Previous thoughts on MCP, which I won't rehash here:
- "MCP is a schema, not a protocol" – https://x.com/PetrusTheron/status/1897908595720688111
- "PDDL is way more interesting than MCP" – https://x.com/PetrusTheron/status/1897911660448252049
- "The more I learn about MCP, the less I like it" https://x.com/PetrusTheron/status/1900795806678233141
- "Upon further reflection, MCP should not exist" https://x.com/PetrusTheron/status/1897760788116652065
- "in every new language, framework or paradigm, there is a guaranteed way to become famous in that community" – https://x.com/PetrusTheron/status/1897147862716457175
I don't know if it's taboo to link to twitter, but I ain't gonna copypasta all that.
I hadn't heard of PDDL before but to save others the click on x.com, this is the Xeet:
> This PDDL planning example is much more interesting than what MCP purports to be: https://en.wikipedia.org/wiki/Planning_Domain_Definition_Lan...
> Imagine a standard planning language for model interconnect that enables collaborative goal pursuit between models.
> Maybe I'll make one.
MCP is literally defined as a protocol.
It doesn't have anything to say about the transport layer, and certainly doesn't mandate stdio as a transport.

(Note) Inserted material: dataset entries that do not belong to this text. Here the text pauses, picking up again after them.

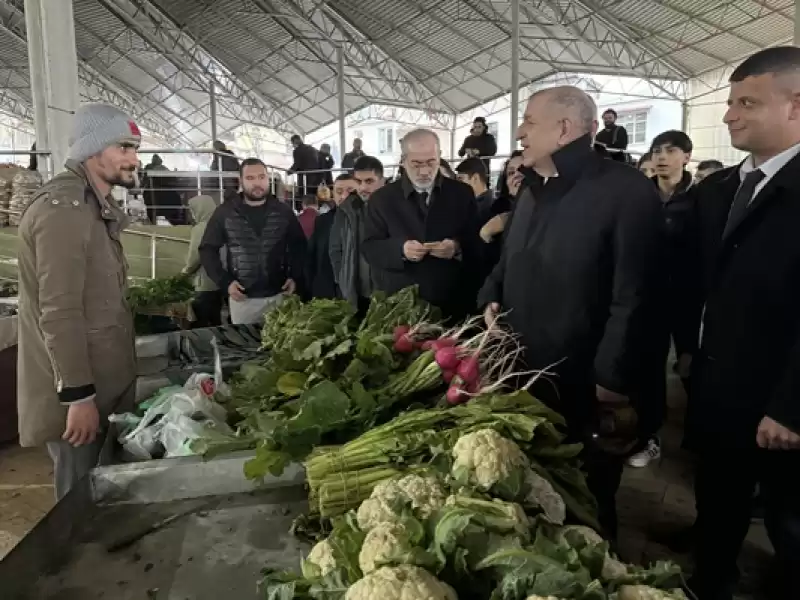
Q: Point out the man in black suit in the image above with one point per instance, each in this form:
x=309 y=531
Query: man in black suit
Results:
x=581 y=279
x=423 y=230
x=744 y=414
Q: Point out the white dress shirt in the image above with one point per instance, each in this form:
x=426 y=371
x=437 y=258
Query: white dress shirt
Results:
x=770 y=168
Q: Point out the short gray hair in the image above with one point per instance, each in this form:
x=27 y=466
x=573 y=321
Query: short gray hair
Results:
x=576 y=101
x=416 y=134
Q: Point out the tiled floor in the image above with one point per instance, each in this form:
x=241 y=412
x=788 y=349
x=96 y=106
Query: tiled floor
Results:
x=26 y=492
x=652 y=498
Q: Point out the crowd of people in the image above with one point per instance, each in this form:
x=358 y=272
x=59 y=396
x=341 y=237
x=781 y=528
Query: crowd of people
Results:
x=597 y=266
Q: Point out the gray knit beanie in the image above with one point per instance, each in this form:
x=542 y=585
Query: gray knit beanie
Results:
x=98 y=126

> The main feature of MCP is auth
MCP has no auth features/capabilities.
I think you're tilting at windmills here.
I regret to inform you that you are the victim of quality control, Sir @kiitos:
1. MCP specifies two transport layers: stdio/stdout + HTTP w/SSE [^1]
2. MCP specifies JSON-RPC as the wire format [^2].
In my opinion, this is a schema on top of a pre-existing RPC protocol, not a new protocol.
I implemented the stdio transport, the JSON-RPC wire format & Tools support of the spec in Modex[^3].
- [^1]: https://modelcontextprotocol.io/docs/concepts/transports
- [^2]: https://modelcontextprotocol.io/specification/2025-03-26
Re: Auth, you are correct that MCP does not specify auth (aside from env vars for e.g. API keys which is host-specific – another gripe of mine).
However, practically the host (e.g. Claude Desktop by Anthropic) asks for permission before calling specific MCP tools.
It is not part of the MCP spec, but it's part of most host implementations of MCP and one of the big practical reasons for MCP's existence is to avoid giving models carte blanche HTTP access.
IMO this should be part of the MCP spec, e.g. "you can call this GET /weather endpoint any time, but to make payments via this POST /transactions request, ask for permission once or always."
Aside: just because someone "defines <X> as something" does not make it true.
And this why I call it EEE: if Anthropic had simply added HTTP API endpoints with auth, everyone would have copied it, and Anthropic would have no control over the spec, which can keep future contenders out.
The MCP spec is a moat, and we’ve seen this movie before, whether they intended it to be or not. I use it, but I don’t have to like it, i.e. MCP should not exist.
As previously stated [^1], OpenAI can one-up them by simply supporting any API endpoint + auth and it would be way more powerful, no moat to defend against startups. No VC-funded corp can resist a moat.